The Master and Mar-a-Lago
Seldom have art and politics intersected as powerfully – or as painfully – as they have in the legacy of the composer Richard Wagner. By appealing to myth as a substitute for waning religious sentiment, Wagner's greatest works have provided an ideal soundtrack for political irrationalism.
PARIS – The list of musicians who opposed Donald Trump’s use of their songs at his rallies during his failed 2020 election campaign is almost as long as the playlist itself. Artists and bands such as The Rolling Stones, Elton John, Neil Young, Linkin Park, Phil Collins, the Village People, Guns N’ Roses, Bruce Springsteen, Rihanna, Pharrell Williams, Aerosmith, Adele, Queen, and R.E.M. all publicly condemned Trump’s use of their music, with some issuing cease-and-desist orders to make him stop. The estates of Tom Petty, Prince, Leonard Cohen, Luciano Pavarotti, and others protested as well. But it was all to no avail.
Of all those on the Trump campaign’s publicly available Spotify playlist, only one musician publicly endorsed the campaign’s use of his music: the country artist Lee Greenwood.
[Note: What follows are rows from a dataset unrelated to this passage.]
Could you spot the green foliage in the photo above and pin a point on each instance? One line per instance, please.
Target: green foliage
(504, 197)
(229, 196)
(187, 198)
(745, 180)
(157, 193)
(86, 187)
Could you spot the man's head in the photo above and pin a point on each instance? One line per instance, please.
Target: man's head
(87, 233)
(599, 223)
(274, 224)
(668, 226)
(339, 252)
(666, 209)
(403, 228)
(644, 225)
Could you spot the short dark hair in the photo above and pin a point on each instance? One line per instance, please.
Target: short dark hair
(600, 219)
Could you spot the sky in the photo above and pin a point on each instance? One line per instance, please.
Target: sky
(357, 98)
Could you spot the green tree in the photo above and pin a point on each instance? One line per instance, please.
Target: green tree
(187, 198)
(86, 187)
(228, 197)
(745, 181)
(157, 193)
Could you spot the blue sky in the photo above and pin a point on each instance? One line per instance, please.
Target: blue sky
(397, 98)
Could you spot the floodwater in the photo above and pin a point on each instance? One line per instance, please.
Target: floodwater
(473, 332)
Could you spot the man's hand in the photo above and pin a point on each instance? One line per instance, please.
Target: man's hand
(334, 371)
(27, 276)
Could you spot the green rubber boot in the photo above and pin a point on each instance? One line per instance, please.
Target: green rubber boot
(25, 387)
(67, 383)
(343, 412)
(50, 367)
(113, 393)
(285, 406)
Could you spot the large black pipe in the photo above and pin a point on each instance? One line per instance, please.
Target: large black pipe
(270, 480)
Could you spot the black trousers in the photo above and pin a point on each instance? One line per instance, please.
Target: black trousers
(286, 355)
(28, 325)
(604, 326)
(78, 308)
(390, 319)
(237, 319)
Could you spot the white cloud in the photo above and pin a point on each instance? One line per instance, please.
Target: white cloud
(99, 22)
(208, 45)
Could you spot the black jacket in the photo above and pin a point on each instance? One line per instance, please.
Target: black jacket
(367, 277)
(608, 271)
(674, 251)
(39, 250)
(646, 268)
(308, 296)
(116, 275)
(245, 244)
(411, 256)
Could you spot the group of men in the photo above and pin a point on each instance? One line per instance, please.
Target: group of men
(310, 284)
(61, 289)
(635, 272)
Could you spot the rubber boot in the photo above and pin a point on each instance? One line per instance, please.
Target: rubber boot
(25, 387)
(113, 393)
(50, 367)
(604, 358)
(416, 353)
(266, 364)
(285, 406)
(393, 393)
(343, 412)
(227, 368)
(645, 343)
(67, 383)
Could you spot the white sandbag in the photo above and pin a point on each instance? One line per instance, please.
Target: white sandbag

His song “God Bless the USA” often served as Trump’s walk-up anthem, and was sometimes performed live by Greenwood himself.
The Trump campaign’s choice of artists was in tune with the man’s nostalgic vision of making America “great again,” in the sense that it was overwhelmingly white and dated from the last century. By contrast, President Joe Biden’s 2020 campaign playlist had a perfect 50/50 split between white and black artists, and featured walk-on songs like Bruce Springsteen’s “We Take Care of Our Own,” which was meant to underscore the candidate’s blue-collar credentials.